Correspondance de Gustave Flaubert/Tome 7/1426

Louis Conard (Volume 7p. 104-105).

1426. À SA NIÈCE CAROLINE.
Paris, lundi soir, 15 décembre 1873.
Mon pauvre Caro,

Je me réjouis à l’idée de savoir que, dans une huitaine, tu ne seras pas, nous ne serons pas, bien loin du moment où je reverrai et bécoterai ta bonne et gentille mine. Dès que ceci te parviendra, tu serais bien aimable de m’envoyer un télégramme : 1o  pour me dire comment s’est passée la traversée, et 2o  le jour et l’heure de votre retour. Mais d’ici là, j’attends une lettre en réponse à mon télégramme de jeudi dernier et à ma lettre de vendredi.

Rien de nouveau. Le Vaudeville continue à être charmant pour moi. Je sais par mon « élève » Guy de Maupassant, qui est le camarade d’un des actionnaires ou commanditaires de l’établissement, que ces messieurs fondent sur la pièce de grandes espérances. On s’est débarrassé de Barrière, qui voulait me couper l’herbe sous le pied.

Aujourd’hui, le manuscrit a été définitivement arrêté et les rôles sont à copier. Dans une huitaine, M. Vieux sera sur les planches. Voilà, mon loulou. Autre histoire : j’ai vendu Saint Antoine à Charpentier, à d’excellentes conditions ! Je te les expliquerai.

La traduction dudit bouquin dans une revue russe me rapportera près de 3 000 francs ! Cela, c’est une gentillesse du Moscove, et j’ai d’autres « tours dans mon sac ». Enfin je crois que je vais devenir pratique !!! Pourvu que je ne devienne pas idiot ! ce qui en est souvent la conséquence.

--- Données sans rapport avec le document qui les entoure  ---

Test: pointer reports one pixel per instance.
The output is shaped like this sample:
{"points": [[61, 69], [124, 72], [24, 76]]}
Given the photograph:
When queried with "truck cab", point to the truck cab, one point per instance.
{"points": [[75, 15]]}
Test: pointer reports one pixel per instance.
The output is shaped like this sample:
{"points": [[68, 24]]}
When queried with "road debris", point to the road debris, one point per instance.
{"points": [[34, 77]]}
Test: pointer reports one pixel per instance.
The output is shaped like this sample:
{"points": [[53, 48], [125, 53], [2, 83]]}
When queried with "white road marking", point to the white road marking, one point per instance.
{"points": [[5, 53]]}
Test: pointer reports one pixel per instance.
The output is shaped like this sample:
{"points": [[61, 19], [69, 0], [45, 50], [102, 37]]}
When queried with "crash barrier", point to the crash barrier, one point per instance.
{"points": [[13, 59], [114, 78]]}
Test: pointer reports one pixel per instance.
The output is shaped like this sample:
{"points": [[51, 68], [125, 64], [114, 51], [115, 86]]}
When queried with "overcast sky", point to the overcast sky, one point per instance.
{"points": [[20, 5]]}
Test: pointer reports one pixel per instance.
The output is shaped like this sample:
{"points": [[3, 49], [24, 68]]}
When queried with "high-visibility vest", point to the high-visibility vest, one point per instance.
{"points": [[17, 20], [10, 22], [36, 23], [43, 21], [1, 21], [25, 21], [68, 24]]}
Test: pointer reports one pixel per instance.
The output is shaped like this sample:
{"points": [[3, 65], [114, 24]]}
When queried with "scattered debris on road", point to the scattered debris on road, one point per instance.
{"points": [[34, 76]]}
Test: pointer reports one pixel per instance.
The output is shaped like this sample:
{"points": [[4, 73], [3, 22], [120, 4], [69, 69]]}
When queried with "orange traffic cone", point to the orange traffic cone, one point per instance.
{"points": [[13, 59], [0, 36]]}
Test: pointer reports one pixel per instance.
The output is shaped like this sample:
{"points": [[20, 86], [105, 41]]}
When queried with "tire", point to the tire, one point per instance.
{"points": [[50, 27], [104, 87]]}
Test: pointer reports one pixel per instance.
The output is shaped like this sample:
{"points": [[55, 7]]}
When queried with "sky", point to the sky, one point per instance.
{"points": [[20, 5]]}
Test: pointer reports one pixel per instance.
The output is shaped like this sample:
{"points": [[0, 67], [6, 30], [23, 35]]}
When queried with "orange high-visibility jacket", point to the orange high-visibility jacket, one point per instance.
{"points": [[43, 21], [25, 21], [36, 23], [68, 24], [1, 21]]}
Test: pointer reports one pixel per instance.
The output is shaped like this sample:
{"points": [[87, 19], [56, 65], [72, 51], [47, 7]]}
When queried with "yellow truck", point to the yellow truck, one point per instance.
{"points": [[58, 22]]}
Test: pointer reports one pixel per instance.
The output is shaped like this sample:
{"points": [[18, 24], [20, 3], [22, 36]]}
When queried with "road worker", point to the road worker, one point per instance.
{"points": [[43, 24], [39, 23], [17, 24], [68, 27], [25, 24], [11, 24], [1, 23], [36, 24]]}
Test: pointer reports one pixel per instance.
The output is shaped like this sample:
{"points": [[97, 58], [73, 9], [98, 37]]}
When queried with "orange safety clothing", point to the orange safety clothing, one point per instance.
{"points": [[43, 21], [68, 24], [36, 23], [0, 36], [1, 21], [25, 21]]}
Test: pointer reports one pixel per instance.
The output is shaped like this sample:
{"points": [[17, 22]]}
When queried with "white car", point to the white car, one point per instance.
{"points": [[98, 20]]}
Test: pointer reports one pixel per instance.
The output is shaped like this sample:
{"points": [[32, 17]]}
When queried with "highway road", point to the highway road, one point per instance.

Mais comme le père Hugo va faire paraître d’ici à un mois un roman en trois volumes intitulé Quatre-vingt-treize, il nous faudra attendre pour paraître que ce livre-là ait produit son effet. On va néanmoins imprimer tout de suite. Tu vois, ma chère fille, que je ne m’endors pas !

Mon plus grand souci est maintenant de trouver un amoureux (pour le rôle de Julien), ce qui ne me paraît point facile : les jeunes acteurs d’à présent ne comprennent rien à la poésie et à la passion. De mon temps on en aurait trouvé à remuer à la pelle !

Ce matin, j’ai déjeuné chez Mme Carvalho, et demain j’irai la voir dans l’Ambassadrice.

Ta Nounou qui t’aime.

Il fait très froid. Le vent vous coupe la margoulette.